Sorry, meant to say PA, not PLO.
What sort of viewpoint are you comming from anyway Wilbur?

Anonymous said...

In the past week about 50 Lebanese have died in fighting between Hezbollah and Sunni militants. I can't find the stats anywhere in newspaper reports of how many were civilians and how many were Sunni and how many were Shia. I'm wondering if Dan could let us know which side had the greater number of casualties and whether these stats help in determining which side has the morally superior claim.

Anonymous said...

according to the latest reports in haaretz the death toll from the violence is 81

Anonymous said...

Noah Pollack wrote in an article about the Gaza beach tragedy (which O'Loughlin blames on Israel in his article ignoring evidence to the contrary) that the battle in this conflict "is over images, narratives, and beliefs, and the tactics and strategies required to fight it bear little resemblance to conventional war."

O'Loughlin's work at the Age indicates that he fought this battle not on the Palestinian side but on the side of terrorism. He has done a disservice to both the Palestinians and the Israelis by covering for what he usually called the militants and their destructive force.

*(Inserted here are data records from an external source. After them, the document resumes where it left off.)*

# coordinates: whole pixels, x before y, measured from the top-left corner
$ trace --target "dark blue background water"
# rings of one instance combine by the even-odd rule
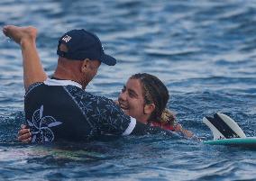
[[[169,108],[197,136],[212,140],[202,118],[215,112],[256,136],[256,1],[2,0],[5,24],[39,29],[49,75],[61,34],[94,32],[118,64],[101,66],[88,91],[114,99],[131,75],[151,73],[168,86]],[[83,145],[18,143],[24,121],[21,51],[0,37],[1,180],[256,180],[255,150],[164,135]]]

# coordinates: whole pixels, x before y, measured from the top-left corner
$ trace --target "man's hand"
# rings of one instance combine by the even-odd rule
[[[32,133],[30,131],[30,129],[28,129],[27,126],[23,124],[21,125],[21,128],[22,129],[18,132],[18,140],[24,143],[31,142]]]

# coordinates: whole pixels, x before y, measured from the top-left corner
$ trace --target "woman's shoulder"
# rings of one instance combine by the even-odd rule
[[[175,131],[175,127],[173,125],[170,125],[170,124],[168,124],[168,123],[163,124],[161,122],[151,122],[151,126],[156,126],[156,127],[160,127],[163,130],[168,130],[168,131]]]

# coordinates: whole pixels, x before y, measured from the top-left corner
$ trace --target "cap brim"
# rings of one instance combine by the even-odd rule
[[[99,59],[102,63],[108,66],[114,66],[116,64],[116,59],[109,55],[104,54]]]

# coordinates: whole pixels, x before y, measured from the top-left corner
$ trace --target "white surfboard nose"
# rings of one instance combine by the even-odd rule
[[[204,117],[203,122],[212,131],[214,140],[246,138],[238,124],[224,113],[217,113],[214,117]]]

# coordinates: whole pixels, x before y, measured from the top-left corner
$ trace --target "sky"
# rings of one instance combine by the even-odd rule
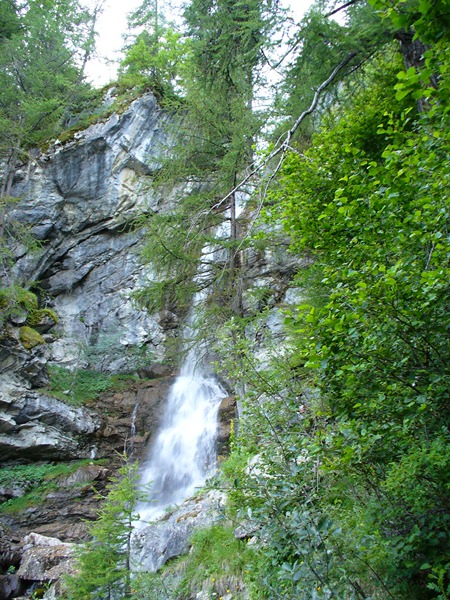
[[[94,0],[87,0],[87,3]],[[96,86],[102,86],[115,78],[120,49],[123,46],[122,35],[127,27],[127,13],[134,10],[142,0],[105,0],[103,13],[98,19],[97,52],[86,68],[88,80]],[[285,0],[296,19],[300,19],[312,0]],[[115,61],[115,62],[114,62]]]

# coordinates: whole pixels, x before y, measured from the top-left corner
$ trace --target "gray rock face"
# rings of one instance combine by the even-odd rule
[[[185,554],[194,529],[216,522],[222,515],[224,502],[224,494],[211,491],[186,500],[176,510],[141,529],[133,539],[134,567],[154,572],[169,559]]]
[[[43,248],[19,256],[14,275],[39,281],[53,299],[56,362],[119,371],[134,367],[132,350],[142,344],[163,354],[162,328],[131,294],[151,275],[140,265],[133,219],[170,202],[152,185],[167,152],[165,121],[146,95],[17,173],[12,193],[21,201],[11,217],[29,224]]]
[[[86,440],[99,419],[36,391],[48,383],[50,362],[121,372],[164,356],[158,316],[136,307],[132,293],[151,277],[139,258],[143,232],[133,222],[173,202],[153,186],[167,152],[165,124],[148,94],[16,173],[12,195],[19,200],[9,218],[28,224],[42,247],[15,249],[12,278],[38,282],[59,322],[44,323],[43,338],[30,348],[19,341],[26,312],[13,315],[2,334],[1,459],[89,457]]]
[[[3,460],[89,457],[80,436],[94,433],[100,420],[83,407],[73,407],[3,378],[0,396],[0,455]]]
[[[17,576],[27,581],[53,581],[71,570],[72,544],[37,533],[24,538],[24,553]]]

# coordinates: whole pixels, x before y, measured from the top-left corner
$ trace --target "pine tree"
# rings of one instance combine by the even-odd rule
[[[78,573],[64,580],[66,600],[128,598],[131,581],[131,537],[142,493],[137,463],[125,460],[111,479],[109,493],[90,527],[91,539],[78,554]]]
[[[177,142],[161,179],[188,182],[192,192],[170,215],[147,223],[145,257],[160,276],[142,295],[150,302],[187,304],[192,291],[207,287],[221,318],[229,308],[232,314],[242,312],[244,227],[238,212],[243,207],[237,206],[235,188],[252,161],[262,124],[253,104],[262,49],[273,26],[271,8],[261,0],[193,0],[186,8],[192,58],[175,116]]]

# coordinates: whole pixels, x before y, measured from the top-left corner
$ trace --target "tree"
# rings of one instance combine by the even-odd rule
[[[144,0],[130,13],[128,29],[132,41],[125,47],[119,83],[148,87],[167,102],[182,85],[189,41],[167,19],[157,0]]]
[[[93,18],[78,0],[2,3],[0,158],[4,167],[0,194],[3,203],[10,195],[18,162],[31,147],[56,132],[64,109],[82,89],[82,68],[93,48]],[[3,218],[0,227],[1,234]]]
[[[261,0],[193,0],[186,8],[192,58],[173,127],[177,142],[160,180],[187,181],[192,192],[170,215],[146,223],[145,257],[162,279],[144,292],[150,300],[183,295],[187,303],[193,290],[208,288],[210,308],[220,305],[222,318],[229,310],[242,312],[245,211],[238,207],[235,187],[252,160],[262,124],[253,104],[262,48],[273,25],[271,9]]]
[[[98,519],[90,526],[91,539],[78,553],[78,572],[64,580],[67,600],[131,596],[131,537],[139,520],[136,504],[143,499],[137,489],[137,468],[137,463],[125,459],[111,479]]]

How refreshing it is to pick up the Age now that he's gone.

Anonymous said...

Therein lies the sadness of the confession of this lame-duck journalist who laments the destruction of a bar where they serve grog to foreigners by "unknown gunmen". But what of the fire-bombing of churches, the attacks on Christian schools or an investigation into why Christians are leaving Gaza and the West Bank in their droves and why Israel is the only place in the Middle East where the Christian population is increasing?

I wonder how many newspapers in the west will pick up this story -

Assailants set off bomb outside Christian school in Gaza by The Associated Press -

http://www.haaretz.com/hasen/spages/984258.html

Friday's bombing was not the first attack on the school run by the Rosary Sisters. The school was ransacked in June, 2007, along with the nuns' adjacent convent, during a week of intense fighting that ended with Hamas' seizure of power.

About 3,200 Christians live in Gaza among 1.4 million Muslims. Relations between Christians and Muslims have traditionally been good, and Christians have held a respected place in Gaza's society as members of the territory's small elite, running schools, hospitals and businesses.

But the tiny community has grown increasingly uneasy since Hamas routed forces of the secular Fatah movement and became the sole power in the territory.


Now that Ed's not around any more will Jaspan think it's worthy of coverage?